Une nouvelle société française apaisée, qui assume son identité musulmane historique, tout en affirmant son socle identitaire dominant, ethnoculturel européen, helléno-catholique sans honte. La France et l’islam c’est une longue histoire passionnée et violente de 15 siècles.

Il ne tient qu’à nous, musulmans de France de penser, la France comme empire culturel, comme la première puissance musulmane d’Occident, qu’elle a toujours été.

Une France européenne mais aussi africaine, une France méditerranéenne et d’outre-mer, une France turcophile, et protectrice des chrétiens d’Orient, une troisième voie, francophone dans un monde multipolaire nécessaire, où sa voix portera et sera entendue, afin de freiner sa lente disqualification internationale et son alignement avec les intérêts anglo-saxons, à la fois anti-français et particulièrement meurtriers avec les musulmans d’orient depuis 1991.

Si la France outre marine existe, si la France est la première puissance présente sur trois océans, si la France d’outre-mer c’est 80 % de la biodiversité française, si l’outre-mer a contribué à faire de la France une puissance spatiale, il est évident, aussi que l’outre-mer n’est pas d’origine gauloise, ni de race blanche !
On peut pour des considérations raciales et identitaires, saborder et se débarrasser de l’outre-mer, qui nous couterait si cher en aides sociales, mais ce serait une perte stratégique énorme pour notre pays.

Comme la France d’outre-mer – si loin de nos ancêtres les gaulois -, caractérisée aussi par une histoire violente et des injustices historiques, la France puissance musulmane, est une possibilité géopolitique et historique unique.

Se penser minoritaire, imaginer notre assimilation ethnoculturelle définitive, réduire à un minimum raisonnable les diasporas musulmanes, produire une théologie endogène et légitime, se positionner sur la question migratoire et démographique, sont les préalables à la survie de l’islam en France.
Sinon elle restera la religion identitaire de communautés diverses et déracinées, en conflit interne permanent et la preuve de la non universalité de l’islam.

Si nous souhaitons contribuer à la réussite de l’équipe de France au-delà de celle du ballon, il faut passer un cap, et reformer notre logiciel communautaire.

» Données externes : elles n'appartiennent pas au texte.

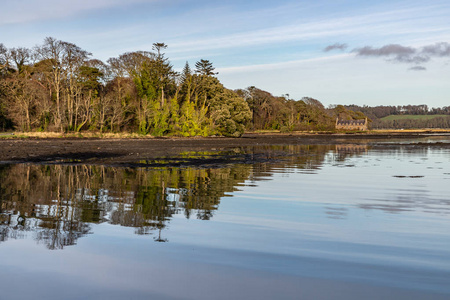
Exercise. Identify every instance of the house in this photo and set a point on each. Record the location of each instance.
(351, 124)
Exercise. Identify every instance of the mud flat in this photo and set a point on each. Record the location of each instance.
(133, 151)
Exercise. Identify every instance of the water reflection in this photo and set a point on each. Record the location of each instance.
(57, 204)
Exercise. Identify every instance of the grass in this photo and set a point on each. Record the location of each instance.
(412, 117)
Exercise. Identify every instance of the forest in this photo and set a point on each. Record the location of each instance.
(59, 87)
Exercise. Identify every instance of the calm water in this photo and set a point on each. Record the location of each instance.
(321, 222)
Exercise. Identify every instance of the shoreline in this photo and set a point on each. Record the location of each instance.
(132, 151)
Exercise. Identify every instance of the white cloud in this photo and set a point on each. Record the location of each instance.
(24, 11)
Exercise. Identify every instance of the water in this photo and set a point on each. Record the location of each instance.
(320, 222)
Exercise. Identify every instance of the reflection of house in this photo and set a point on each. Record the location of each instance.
(351, 149)
(351, 124)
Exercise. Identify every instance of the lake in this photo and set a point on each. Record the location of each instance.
(369, 220)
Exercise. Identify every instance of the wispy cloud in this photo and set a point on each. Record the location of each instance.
(400, 22)
(24, 11)
(336, 46)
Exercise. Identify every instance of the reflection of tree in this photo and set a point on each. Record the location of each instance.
(57, 203)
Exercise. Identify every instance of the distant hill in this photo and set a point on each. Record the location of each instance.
(412, 117)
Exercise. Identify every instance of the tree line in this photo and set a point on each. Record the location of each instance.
(376, 113)
(58, 86)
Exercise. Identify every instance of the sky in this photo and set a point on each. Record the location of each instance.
(337, 51)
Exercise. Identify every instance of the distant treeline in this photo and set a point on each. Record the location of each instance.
(377, 113)
(57, 86)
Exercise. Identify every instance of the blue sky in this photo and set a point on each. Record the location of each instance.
(380, 52)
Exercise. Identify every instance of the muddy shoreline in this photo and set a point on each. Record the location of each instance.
(138, 152)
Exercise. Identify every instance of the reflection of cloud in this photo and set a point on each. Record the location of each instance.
(409, 202)
(418, 68)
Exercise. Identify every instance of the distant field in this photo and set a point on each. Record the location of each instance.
(412, 117)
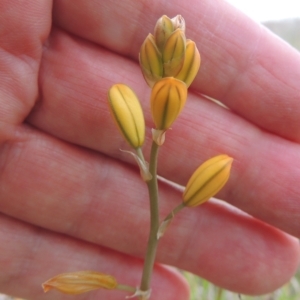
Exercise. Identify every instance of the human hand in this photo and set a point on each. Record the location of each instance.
(70, 200)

Penser équipe de France, sur le plan économique, de la francophonie, géostratégique, militaire, européen et souverainiste … et non communauté musulmane locale.

Il faut désormais penser, non pas l’intérêt des musulmans au sein de la France, dans une bataille de droits et de lutte juridique, de gains communautaristes médiocres, portés par les lobbyistes en tout genre pour leurs intérêts limités, mais imaginer la France puissance. Là où certains se battent pour manger de la junk food hallalisé, nous devrions porter une voie française dissidente à l’échelle mondiale pour défendre nos intérêts nationaux. Là où les uns pensent malbouffe et fashion-victim, nous devrions penser énergie du futur, terres rares, union méditerranéenne, paix au Proche orient, ou développement du Sahara ...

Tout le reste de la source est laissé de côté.